Para o procurador-geral do Trabalho, a atuação coordenada das instituições é fundamental para proteger a liberdade de escolha dos trabalhadores. “O enfrentamento ao assédio eleitoral exige uma atuação firme e articulada das instituições. A cooperação entre o Ministério Público do Trabalho, a OAB e os demais parceiros reforça o compromisso comum com a liberdade de escolha de trabalhadoras e trabalhadores e com a proteção do voto livre e secreto”, afirmou Gláucio Araújo de Oliveira.
Denúncias
Um dos principais pontos do acordo é a integração do fluxo de denúncias. Notícias de fato relacionadas a assédio eleitoral nas relações de trabalho que chegarem à OAB serão encaminhadas ao MPT, responsável pelo processamento e pela apuração dos casos. O Ministério Público do Trabalho, por sua vez, comunicará ao Conselho Federal as providências adotadas.

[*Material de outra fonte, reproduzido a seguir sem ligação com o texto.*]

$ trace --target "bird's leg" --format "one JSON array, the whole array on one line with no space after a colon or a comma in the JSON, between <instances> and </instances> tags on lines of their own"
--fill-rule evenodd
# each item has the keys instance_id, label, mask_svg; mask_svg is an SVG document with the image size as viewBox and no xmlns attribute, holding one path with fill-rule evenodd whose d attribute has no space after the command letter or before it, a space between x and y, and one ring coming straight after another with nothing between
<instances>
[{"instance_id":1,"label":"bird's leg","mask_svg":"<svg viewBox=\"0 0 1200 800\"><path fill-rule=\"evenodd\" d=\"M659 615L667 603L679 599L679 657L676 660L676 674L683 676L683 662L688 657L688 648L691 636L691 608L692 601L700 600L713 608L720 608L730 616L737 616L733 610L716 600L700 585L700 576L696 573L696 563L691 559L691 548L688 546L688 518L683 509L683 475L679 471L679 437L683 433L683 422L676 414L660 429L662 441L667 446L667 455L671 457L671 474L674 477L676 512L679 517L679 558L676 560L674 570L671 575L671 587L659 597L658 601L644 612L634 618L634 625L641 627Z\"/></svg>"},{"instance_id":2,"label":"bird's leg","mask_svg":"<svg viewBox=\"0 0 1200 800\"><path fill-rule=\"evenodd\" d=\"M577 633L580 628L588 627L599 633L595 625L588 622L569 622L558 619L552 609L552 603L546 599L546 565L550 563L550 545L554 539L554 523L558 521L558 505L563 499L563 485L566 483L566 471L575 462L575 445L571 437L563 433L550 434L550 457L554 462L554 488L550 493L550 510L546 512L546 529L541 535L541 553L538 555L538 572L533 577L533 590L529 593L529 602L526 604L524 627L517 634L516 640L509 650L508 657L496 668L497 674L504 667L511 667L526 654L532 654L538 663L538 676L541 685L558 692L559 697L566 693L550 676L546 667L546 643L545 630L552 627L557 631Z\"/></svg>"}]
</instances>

O acordo também prevê a divulgação, nos sites e nas redes sociais das duas instituições, de campanhas informativas e dos canais disponíveis para denúncias. Cartilhas, materiais informativos, ações e decisões judiciais de referência poderão ser compartilhados entre OAB e MPT.
As medidas serão detalhadas em Plano de Trabalho a ser elaborado pelas instituições no prazo de 30 dias. A execução das atividades será acompanhada, no Conselho Federal, pela Comissão Especial de Direito do Trabalho.
Capacitação
A parceria também prevê ações de capacitação voltadas à advocacia e aos membros do MPT, além de iniciativas para disseminar informações e boas práticas de prevenção e enfrentamento ao assédio eleitoral.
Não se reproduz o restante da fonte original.